In the short term, this means delivering policies already announced by the Scottish Government to meet the emission reduction targets set through to 2032. These include ending the need for petrol and diesel cars and vans, transforming the energy efficiency of our building stock and increasing the use of low carbon heat as well as dramatically increasing the number of trees planted and improving agricultural practices.

The Scottish Government has proposed new climate legislation which will make Scotland’s long term target (to 2050) more challenging – a 90% greenhouse gas emission reduction rather than an 80% target. While there will be much debate about this long term ambition, whether it is aggressive enough and the political signals it sends, the more urgent issue is ensuring that Scotland delivers the transformative changes needed in the next 5-10 years.
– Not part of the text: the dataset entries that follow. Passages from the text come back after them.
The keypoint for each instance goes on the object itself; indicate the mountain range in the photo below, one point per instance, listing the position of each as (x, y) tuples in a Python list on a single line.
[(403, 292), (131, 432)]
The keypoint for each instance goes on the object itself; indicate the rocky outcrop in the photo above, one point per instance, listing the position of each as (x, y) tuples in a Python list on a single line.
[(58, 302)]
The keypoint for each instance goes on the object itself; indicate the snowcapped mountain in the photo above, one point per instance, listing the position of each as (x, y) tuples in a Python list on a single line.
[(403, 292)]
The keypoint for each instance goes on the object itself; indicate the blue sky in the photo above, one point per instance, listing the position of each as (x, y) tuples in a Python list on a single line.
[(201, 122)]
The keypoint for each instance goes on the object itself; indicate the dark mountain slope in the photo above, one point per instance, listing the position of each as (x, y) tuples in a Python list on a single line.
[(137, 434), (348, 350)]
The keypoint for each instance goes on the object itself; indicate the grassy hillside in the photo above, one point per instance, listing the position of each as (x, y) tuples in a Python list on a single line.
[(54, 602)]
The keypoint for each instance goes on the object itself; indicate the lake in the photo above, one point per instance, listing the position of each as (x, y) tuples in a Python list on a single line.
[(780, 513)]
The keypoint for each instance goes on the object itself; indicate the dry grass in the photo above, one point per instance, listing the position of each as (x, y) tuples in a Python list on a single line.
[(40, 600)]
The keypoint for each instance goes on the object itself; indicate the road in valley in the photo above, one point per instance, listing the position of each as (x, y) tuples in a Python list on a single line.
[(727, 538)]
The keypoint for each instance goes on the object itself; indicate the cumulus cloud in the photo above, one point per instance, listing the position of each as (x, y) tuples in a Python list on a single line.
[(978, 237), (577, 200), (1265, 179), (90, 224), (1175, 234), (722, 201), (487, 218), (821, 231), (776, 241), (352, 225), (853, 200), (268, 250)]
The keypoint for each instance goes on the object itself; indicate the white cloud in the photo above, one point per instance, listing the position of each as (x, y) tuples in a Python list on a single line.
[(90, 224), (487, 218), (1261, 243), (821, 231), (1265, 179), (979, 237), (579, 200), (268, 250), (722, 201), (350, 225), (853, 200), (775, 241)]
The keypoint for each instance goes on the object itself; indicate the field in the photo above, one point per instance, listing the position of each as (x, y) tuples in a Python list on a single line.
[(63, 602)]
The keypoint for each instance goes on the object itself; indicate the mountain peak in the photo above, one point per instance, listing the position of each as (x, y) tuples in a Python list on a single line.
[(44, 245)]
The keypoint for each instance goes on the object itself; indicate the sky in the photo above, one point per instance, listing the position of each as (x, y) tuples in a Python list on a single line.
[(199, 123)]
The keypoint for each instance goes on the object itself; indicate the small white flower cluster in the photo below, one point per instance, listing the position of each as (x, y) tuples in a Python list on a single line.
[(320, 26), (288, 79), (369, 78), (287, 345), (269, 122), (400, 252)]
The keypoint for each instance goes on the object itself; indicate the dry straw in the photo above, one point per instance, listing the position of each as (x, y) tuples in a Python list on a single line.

The second way in which Scotland can support global efforts is as a knowledge exporter. Scotland can develop the know-how – the new knowledge, products and services – which countries around the world need to help them deliver similar rapid emission reductions. Scotland has produced some of the transformative thinkers and innovators of modern history. We need to do so again.

This emphasises the value of Scotland’s entrepreneurial CanDo initiatives. And the work we do at ECCIwith our European Climate-KICpartners to enable systemic innovation from early stage business ideas to public policy, public authoritiesand city-region innovation and practice. For example, Edinburgh is hosting the global finals of the world’s largest green business ideas competition – ClimateLaunchPad– next month. And we are working with the City of Edinburgh to support plans for transforming the City Centreover the next few years.

This IPCC 1.5°C report is a clarion call for change to reduce the risks of the increasingly adverse effects of unmanaged climate change. But it also offers a view of a route-map for cities, states and regions to transform to become more climate resilient and to support wider sustainable development goals for society, the economy and the environment. Scotland is well placed to lead this transformation.